Il est possible de déroger aux règles prévues par la loi en consentant par exemple des donations, ou en rédigeant un testament. Cependant, la loi fixe une limite à cette liberté. Il s’agit de la réserve héréditaire. La réserve est une fraction du patrimoine du défunt qui doit obligatoirement revenir à certains héritiers. On les appelle les héritiers réservataires. Sont concernés les descendants (enfants, petits-enfants…), ou, en l’absence de descendants, le conjoint survivant. Le reste du patrimoine, dont vous pouvez disposer librement, est appelé quotité disponible.

En l’absence de descendants et de conjoint, vous pouvez disposer librement de l’ensemble de vos biens. Cela signifie concrètement que vous pouvez transmettre votre patrimoine à qui vous voulez si vous n’êtes pas marié et que vous n’avez pas d’enfant.

  • Loïs est pacsée, elle n’a pas d’enfant. Ses parents et sa sœur sont toujours en vie : ils sont ses héritiers. Cependant, elle a légué l’intégralité de son patrimoine à son partenaire.

Grâce au testament de Loïs, son partenaire reçoit l’intégralité de la succession. Ses parents et sa sœur, bien qu’héritiers désignés par la loi, ne recevront rien !

  • Antoine est pacsé et il a deux enfants.
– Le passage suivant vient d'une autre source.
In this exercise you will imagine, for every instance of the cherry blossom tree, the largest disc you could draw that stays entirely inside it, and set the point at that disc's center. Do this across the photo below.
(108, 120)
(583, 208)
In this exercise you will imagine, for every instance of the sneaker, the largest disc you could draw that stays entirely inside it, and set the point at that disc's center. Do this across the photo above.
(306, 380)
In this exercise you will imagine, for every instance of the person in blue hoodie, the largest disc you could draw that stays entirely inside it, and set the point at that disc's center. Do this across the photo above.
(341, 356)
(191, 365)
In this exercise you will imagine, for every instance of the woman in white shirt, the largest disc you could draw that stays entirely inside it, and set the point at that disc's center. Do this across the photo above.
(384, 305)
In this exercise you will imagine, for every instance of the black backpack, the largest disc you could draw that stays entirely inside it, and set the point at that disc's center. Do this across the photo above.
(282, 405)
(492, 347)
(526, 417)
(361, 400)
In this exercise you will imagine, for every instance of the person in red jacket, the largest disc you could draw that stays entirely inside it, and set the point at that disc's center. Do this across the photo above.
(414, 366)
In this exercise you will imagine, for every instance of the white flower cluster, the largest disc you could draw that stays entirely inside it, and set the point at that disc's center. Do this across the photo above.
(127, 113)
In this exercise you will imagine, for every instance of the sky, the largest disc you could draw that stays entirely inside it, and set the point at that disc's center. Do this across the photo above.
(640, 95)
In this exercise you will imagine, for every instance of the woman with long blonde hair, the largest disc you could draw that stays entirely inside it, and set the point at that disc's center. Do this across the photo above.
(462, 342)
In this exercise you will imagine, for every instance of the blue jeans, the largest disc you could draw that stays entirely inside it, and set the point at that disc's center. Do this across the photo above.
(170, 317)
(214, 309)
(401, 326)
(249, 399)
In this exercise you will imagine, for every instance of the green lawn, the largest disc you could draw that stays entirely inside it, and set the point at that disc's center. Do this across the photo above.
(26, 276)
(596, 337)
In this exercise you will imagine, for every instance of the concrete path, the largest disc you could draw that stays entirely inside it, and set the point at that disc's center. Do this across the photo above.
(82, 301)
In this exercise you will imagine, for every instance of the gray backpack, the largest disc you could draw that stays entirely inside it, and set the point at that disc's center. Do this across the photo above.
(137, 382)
Son père et son frère sont toujours en vie. Ils sont, avec les enfants, les héritiers d’Antoine. Cependant, il a légué la quotité disponible de son patrimoine à son partenaire de PACS.

 

C’est grâce au testament que le partenaire d’Antoine hérite avec les enfants, au détriment de son père et son frère.

  • Théo est en cours de divorce, il a deux enfants. Tant que le divorce n’est pas prononcé, l’épouse de Théo reste son héritière. Il décide de léguer la quotité disponible de son patrimoine à son frère.
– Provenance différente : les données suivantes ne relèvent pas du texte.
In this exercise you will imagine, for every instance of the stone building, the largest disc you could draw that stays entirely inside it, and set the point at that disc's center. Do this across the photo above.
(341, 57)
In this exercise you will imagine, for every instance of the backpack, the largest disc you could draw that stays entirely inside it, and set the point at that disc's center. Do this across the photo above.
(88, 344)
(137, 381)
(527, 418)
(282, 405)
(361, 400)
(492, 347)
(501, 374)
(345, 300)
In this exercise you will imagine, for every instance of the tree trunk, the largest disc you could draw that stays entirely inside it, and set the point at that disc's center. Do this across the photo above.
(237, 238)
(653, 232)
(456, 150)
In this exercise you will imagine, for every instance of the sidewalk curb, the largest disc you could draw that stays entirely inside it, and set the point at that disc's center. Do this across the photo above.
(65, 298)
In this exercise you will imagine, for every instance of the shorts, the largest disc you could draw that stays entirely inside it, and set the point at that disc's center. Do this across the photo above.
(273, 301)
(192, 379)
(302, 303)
Il n’est pas possible de déshériter ses enfants, en revanche, il est possible de déshériter son conjoint ! C’est ce qu’a fait Théo dans cette situation en léguant la quotité disponible de son patrimoine à son frère.
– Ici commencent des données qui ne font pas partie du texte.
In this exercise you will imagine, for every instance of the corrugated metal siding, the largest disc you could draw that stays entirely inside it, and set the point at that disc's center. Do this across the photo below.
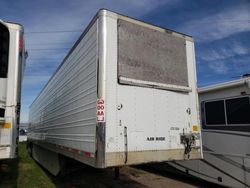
(65, 111)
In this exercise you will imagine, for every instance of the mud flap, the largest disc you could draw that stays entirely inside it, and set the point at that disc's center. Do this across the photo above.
(48, 159)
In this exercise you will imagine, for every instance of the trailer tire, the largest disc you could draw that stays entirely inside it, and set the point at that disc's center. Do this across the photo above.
(29, 148)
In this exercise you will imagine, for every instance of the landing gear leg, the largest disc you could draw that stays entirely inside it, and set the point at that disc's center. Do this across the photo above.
(117, 173)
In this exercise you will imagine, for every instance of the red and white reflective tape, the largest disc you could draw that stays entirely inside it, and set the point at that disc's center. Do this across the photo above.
(73, 150)
(100, 113)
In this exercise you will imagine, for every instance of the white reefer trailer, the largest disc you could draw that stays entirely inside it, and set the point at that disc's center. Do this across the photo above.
(12, 62)
(125, 94)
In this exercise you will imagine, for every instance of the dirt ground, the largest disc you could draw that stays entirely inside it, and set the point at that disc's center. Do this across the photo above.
(26, 173)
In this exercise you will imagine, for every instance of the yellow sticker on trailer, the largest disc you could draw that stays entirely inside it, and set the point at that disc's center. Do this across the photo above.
(6, 125)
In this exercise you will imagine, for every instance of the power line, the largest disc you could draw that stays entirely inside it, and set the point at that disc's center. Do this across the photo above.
(49, 43)
(38, 49)
(77, 31)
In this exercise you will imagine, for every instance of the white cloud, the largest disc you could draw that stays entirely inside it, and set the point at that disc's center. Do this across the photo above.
(220, 25)
(218, 67)
(30, 81)
(224, 52)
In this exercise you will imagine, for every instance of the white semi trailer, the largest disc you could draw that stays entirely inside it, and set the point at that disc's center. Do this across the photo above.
(12, 62)
(125, 94)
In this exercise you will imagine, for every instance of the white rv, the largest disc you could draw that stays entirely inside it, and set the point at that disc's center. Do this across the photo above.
(225, 111)
(125, 94)
(12, 62)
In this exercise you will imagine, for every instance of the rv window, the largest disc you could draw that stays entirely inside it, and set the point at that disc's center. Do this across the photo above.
(149, 55)
(238, 110)
(4, 51)
(215, 113)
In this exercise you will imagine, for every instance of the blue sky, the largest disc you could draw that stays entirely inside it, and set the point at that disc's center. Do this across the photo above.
(221, 29)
  • Léa est mariée, elle n’a pas d’enfant. Son père est toujours en vie. En cas de décès, son père et son conjoint se partageront sa succession. Elle souhaite néanmoins que son conjoint hérite de tout son patrimoine. Elle déshérite son père en faisant un testament au profit de son conjoint, qui reçoit donc la totalité de son patrimoine.

Bon à savoir : Léa ne pouvait pas faire l’inverse en faisant un testament au profit de son père, car son conjoint est héritier réservataire pour ¼ de sa succession.

Vous avez la possibilité de léguer la part disponible de votre patrimoine à qui vous voulez : personne morale ou personne physique, du moment que la personne est en capacité juridique de recevoir.

  • Katia vit en concubinage, elle a trois enfants. Elle a légué son patrimoine à une association. Cependant, chacun des enfants doit recevoir sa part réservataire (1/3). Le legs de Katia sera « réduit » pour que ses enfants perçoivent leur réserve héréditaire.

En deux mots, il n’est pas si simple de savoir qui héritera de son patrimoine !

Nos conseils pratiques

Connaissez vos héritiers

Cette première étape est primordiale pour organiser votre succession selon vos objectifs personnels de transmission.

Faites vous aider

N’hésitez pas à vous rapprocher d’un professionnel du conseil en organisation patrimoniale. Il vous aidera à optimiser la transmission de votre patrimoine en cas de décès en fonction de votre situation personnelle.